3) Recommendations based on underlying qualities. This is the approach that inspired this post, and the one that seems most interesting to me. I was not so much impressed by the recommendations that Pandora.com gave, as I was by the endeavor of deciding on these qualities and then hand-describing thousands and thousands of songs. If we tried to do the same thing to software, what would it look like? What would our qualities be? Would they relate to the domain? Perhaps the architectural style? Could we determine what the emphasis of a given design was? These seem analogous to the instrumentation, style influence and instrument emphasis qualities, respectively, as found on the music site. I wonder if there is some underlying structure of classification of specific designs that can be found. If so, constructing a version for software design would be much easier if we had something more generic to follow.

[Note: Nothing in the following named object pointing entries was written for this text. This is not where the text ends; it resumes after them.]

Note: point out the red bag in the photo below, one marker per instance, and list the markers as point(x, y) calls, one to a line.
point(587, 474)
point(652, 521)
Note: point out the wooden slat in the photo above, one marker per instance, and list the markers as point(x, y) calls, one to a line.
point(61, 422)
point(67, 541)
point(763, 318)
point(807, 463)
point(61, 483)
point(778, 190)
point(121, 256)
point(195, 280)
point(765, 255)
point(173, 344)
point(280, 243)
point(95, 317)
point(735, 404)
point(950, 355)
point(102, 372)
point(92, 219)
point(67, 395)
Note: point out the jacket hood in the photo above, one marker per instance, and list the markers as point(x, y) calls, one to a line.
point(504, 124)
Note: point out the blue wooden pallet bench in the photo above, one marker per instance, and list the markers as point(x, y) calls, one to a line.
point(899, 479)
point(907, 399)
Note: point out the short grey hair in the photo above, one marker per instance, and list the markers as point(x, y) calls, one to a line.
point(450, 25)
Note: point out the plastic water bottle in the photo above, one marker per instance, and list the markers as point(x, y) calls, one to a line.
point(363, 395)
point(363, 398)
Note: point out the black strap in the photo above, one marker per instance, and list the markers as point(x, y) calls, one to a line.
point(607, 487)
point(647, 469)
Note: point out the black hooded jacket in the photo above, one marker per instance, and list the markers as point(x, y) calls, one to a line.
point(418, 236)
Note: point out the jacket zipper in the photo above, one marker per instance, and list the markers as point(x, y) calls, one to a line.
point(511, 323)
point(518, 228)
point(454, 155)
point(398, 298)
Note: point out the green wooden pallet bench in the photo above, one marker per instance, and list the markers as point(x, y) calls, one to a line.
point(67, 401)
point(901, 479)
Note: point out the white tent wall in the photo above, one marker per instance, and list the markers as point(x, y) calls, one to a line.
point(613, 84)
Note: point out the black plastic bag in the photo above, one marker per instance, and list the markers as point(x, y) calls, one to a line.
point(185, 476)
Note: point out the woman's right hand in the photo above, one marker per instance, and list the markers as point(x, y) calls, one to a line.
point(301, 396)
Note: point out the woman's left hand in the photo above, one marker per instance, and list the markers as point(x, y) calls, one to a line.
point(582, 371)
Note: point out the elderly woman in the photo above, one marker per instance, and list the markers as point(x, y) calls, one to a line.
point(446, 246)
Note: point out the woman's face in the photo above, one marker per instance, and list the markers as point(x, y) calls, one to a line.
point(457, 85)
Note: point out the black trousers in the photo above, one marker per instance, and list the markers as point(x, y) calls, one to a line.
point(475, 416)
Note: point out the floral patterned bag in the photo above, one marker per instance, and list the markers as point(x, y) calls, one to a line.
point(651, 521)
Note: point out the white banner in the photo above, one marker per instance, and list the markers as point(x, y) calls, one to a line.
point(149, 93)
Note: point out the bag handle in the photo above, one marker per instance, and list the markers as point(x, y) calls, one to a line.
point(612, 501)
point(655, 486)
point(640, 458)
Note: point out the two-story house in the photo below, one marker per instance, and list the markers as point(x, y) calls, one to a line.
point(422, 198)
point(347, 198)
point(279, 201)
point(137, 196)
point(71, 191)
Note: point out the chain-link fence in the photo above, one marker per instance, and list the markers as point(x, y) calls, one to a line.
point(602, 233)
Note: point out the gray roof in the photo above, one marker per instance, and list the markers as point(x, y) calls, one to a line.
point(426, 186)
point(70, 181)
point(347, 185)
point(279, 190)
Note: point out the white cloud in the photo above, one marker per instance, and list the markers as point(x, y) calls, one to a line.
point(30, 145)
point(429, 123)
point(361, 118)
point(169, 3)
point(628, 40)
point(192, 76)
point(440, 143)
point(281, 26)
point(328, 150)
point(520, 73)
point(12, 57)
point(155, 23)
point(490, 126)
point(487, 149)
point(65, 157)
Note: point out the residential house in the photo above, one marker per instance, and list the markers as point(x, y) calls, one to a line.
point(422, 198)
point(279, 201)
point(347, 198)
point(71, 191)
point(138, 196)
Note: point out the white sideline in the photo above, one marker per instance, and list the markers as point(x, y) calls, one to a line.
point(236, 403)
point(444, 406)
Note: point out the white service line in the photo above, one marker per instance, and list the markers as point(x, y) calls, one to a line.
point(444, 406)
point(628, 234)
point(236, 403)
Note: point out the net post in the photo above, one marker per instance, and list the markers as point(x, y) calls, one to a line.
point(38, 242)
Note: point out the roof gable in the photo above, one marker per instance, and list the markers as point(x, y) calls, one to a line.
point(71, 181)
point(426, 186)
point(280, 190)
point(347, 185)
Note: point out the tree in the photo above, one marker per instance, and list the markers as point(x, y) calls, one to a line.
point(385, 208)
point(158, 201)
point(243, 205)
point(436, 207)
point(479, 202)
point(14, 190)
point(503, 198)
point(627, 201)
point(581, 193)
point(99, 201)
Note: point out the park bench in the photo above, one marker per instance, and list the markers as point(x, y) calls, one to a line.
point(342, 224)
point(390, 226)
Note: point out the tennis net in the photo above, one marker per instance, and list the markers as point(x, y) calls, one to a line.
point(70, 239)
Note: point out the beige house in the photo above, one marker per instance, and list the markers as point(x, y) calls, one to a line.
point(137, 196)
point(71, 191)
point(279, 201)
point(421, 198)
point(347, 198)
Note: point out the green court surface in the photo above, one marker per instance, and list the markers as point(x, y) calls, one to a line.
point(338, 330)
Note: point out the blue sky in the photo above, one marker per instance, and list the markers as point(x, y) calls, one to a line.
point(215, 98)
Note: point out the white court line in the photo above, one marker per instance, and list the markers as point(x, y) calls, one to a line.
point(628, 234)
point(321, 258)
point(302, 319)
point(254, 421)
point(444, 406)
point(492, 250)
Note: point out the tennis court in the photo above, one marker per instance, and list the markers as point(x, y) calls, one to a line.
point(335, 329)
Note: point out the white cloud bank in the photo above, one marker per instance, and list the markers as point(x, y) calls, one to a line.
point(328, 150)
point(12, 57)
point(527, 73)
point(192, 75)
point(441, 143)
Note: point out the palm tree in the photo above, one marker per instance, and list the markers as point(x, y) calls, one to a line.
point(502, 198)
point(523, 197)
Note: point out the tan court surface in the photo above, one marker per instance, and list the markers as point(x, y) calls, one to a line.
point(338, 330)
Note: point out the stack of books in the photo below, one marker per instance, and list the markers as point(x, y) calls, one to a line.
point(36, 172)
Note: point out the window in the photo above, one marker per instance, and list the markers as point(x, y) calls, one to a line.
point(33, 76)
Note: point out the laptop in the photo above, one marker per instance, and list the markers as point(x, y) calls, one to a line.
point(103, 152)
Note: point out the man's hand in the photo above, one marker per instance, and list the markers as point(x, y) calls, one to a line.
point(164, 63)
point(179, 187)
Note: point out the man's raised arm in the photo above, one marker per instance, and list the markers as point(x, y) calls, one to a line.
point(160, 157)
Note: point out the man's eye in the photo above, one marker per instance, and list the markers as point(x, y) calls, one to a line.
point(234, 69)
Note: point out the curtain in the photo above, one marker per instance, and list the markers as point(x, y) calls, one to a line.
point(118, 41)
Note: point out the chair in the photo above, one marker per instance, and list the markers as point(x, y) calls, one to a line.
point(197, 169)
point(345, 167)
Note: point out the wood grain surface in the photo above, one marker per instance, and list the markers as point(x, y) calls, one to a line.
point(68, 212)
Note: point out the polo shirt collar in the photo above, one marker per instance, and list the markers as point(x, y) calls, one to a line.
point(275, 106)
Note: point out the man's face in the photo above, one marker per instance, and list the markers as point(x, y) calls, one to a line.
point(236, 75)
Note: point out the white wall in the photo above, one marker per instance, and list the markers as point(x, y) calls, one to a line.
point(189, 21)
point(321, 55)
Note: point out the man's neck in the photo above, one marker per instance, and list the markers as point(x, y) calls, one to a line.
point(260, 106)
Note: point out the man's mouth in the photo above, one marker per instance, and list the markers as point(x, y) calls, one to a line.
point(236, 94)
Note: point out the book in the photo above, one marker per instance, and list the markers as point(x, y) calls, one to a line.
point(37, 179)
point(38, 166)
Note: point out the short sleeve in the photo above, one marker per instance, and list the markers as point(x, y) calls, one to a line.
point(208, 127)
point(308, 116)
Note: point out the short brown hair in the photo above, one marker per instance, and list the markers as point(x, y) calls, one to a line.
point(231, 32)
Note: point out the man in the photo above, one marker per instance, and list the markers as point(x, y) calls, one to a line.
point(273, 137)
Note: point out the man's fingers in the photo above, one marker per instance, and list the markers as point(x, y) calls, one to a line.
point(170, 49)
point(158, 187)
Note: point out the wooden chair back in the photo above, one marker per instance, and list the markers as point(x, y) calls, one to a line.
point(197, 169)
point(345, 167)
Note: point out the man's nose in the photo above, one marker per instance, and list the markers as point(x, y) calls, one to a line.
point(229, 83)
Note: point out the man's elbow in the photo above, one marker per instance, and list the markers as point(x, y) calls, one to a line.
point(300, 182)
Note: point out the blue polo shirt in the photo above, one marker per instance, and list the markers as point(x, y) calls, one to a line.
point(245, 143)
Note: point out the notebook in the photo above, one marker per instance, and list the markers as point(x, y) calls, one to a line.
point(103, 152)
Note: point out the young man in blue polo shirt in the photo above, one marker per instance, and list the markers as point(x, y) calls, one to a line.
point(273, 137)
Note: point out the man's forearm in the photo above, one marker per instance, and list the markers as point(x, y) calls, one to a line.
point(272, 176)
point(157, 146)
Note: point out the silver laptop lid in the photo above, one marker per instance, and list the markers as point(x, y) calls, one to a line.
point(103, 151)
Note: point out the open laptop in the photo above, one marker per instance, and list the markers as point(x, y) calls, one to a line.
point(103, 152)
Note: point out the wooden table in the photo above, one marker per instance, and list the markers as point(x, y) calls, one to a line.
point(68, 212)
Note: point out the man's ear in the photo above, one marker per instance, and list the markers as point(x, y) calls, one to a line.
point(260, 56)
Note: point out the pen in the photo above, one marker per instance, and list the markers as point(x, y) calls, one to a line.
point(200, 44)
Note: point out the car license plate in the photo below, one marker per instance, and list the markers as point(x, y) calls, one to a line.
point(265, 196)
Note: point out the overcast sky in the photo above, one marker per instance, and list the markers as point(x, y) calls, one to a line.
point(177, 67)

I think that the benefit of such an endeavor goes beyond my initial point. Yes, once we hashed out the details of such a set of qualities, we could analyze individual designs and try to match them up with each other. This would potentially be useful, and seems in many ways to hold more potential for good matches than approach #2 has for software, and more potential than this approach #3 has for music, even.
But finding these qualities and trying to really decide whether a design has them seems like it would be really fun, for lack of a better word. It would, for me, give me some sense of software aesthetics and qualities beyond the –illities. It is perhaps unrealistic to think that appropriate qualities could be found and applied, but that is what I would have thought about music. Maybe there is hope after all.
The software portion of this post started off about reuse and ended in seeking the nature of software. We know that reuse requires a good understanding of the nature of a given system, and I think the route may be through my, more specific, area of interest: the nature of software in general.
** For those who would like to check out pandora.com, be warned that it is fairly limiting in terms of how many songs you can skip, how long you can use it before registering for free, and then how long you can use it without paying. However, as is often the case, there are some easy workarounds if you are willing to do a little research.